Hoje e mais próximo de nossa realidade nordestina temos a emblemática SOLANGE que decolou nas plataformas de sucesso através da Banda AVIÕES DO FORRÓ. Pesquisa feita pela Dover & Unilever constatou que 89% das brasileiras querem mudar algo em seus corpos; 7 em cada grupo de 10 deixam de fazer alguma atividade (trabalhar, ir à praia/piscina, frequentar bailes/festas) quando se sentem feias ou gordas. Somente 2% das gordinhas se acham sexy ou bonitas.

Pelo menos em alguma coisa o Brasil passa à frente dos Estados Unidos: 58% das brasileiras afirmam que se a cirurgia plástica fosse gratuita, não exitariam em recorrer ao bisturi. Mesmo tendo renda 14 vezes menor do que as americanas, as brasileiras colocam o Brasil em destaque no ranking. No meio infantil, 9 em cada 10 meninas querem ser modelo. Provavelmente por que a modelo mais bem paga do mundo que figurou dentre as 20 mais ricas do planeta, foi Gisele Bündchen.

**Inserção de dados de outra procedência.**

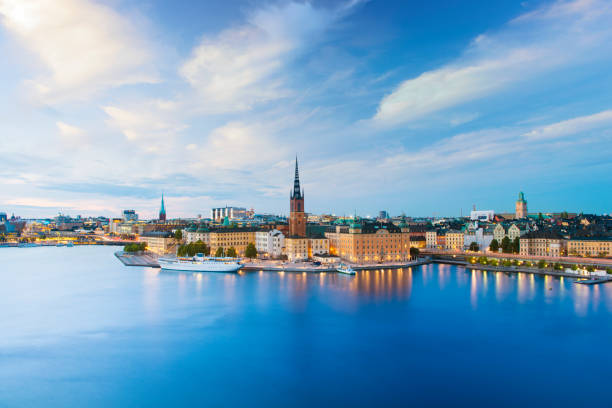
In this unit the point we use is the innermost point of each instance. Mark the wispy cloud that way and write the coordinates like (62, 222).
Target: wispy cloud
(555, 36)
(83, 46)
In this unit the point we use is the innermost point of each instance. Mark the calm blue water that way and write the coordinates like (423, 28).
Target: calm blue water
(77, 328)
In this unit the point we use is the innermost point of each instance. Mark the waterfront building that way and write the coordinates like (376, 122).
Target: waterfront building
(431, 239)
(162, 210)
(542, 243)
(589, 247)
(232, 213)
(366, 242)
(302, 243)
(454, 240)
(482, 215)
(521, 207)
(129, 215)
(270, 243)
(160, 242)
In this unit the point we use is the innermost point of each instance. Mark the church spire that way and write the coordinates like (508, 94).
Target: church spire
(297, 193)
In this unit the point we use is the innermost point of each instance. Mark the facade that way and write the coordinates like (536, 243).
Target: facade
(233, 213)
(521, 207)
(542, 243)
(129, 215)
(482, 215)
(454, 240)
(159, 242)
(162, 210)
(370, 242)
(590, 247)
(296, 249)
(431, 239)
(270, 242)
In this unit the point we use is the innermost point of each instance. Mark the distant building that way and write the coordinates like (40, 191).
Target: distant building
(521, 207)
(270, 242)
(129, 215)
(162, 210)
(232, 213)
(482, 215)
(542, 243)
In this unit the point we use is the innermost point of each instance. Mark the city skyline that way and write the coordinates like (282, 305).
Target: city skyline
(394, 106)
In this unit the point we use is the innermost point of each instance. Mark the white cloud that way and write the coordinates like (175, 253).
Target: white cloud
(70, 134)
(555, 36)
(244, 65)
(84, 46)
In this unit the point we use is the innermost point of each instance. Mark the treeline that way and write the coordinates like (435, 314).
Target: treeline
(135, 247)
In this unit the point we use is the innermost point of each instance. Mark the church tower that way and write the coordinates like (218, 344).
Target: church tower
(297, 217)
(162, 211)
(521, 207)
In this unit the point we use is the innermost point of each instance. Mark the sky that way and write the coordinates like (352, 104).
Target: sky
(421, 108)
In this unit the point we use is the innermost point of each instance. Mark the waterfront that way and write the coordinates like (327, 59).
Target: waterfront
(79, 328)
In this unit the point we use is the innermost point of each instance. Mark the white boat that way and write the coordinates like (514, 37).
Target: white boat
(200, 263)
(345, 269)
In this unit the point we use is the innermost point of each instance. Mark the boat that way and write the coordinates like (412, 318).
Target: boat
(200, 263)
(346, 269)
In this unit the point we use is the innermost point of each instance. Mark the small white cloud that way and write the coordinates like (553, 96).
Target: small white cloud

A ONU constatou que o Brasil detém o maior consumo mundial per capta de remédios para emagrecer, líder no consumo de moderador de apetite. Aqui o consumo diário desses inibidores é de 12,5 por mil habitantes. Nos EUA, apenas 4,8. São comuns casos de overdose que podem levar a ataques de pânico, agressividade, alucinações, convulsões, problemas respiratórios, coma e morte. Ou seja, vivemos uma situação de DEPENDÊNCIA SIMBÓLICA: sua existência é primeiro “pelo e para” o olhar dos outros.

Na sociedade brasileira as relações HOMEM x MULHER são permeadas por diferenças biológicas que são enaltecidas para justificar as diferenças sociais (SALVINI, 2012). Faz-se o uso social do corpo para distinguir os sexos, padronizar condutas, estabelecer o que é aceito e desejável: No caso da mulher, a delicadeza do seu corpo, os gestos e a submissão dos seus atos. Por sua vez, o homem, através da prática esportiva de contato (em especial o futebol) validam e reafirmam a sua masculinidade e virilidade.

Quero aqui reafirmar o pensamento do Sociólogo francês Pierre Bourdieu (1983) “dadas as relações sociais de desigualdade entre os sexos serem desconhecidas ou mascaradas, as mulheres se submetem às regras que definem o que deve ser o seu corpo, não só na sua configuração visível, mas também nas suas atitudes e na sua apresentação”.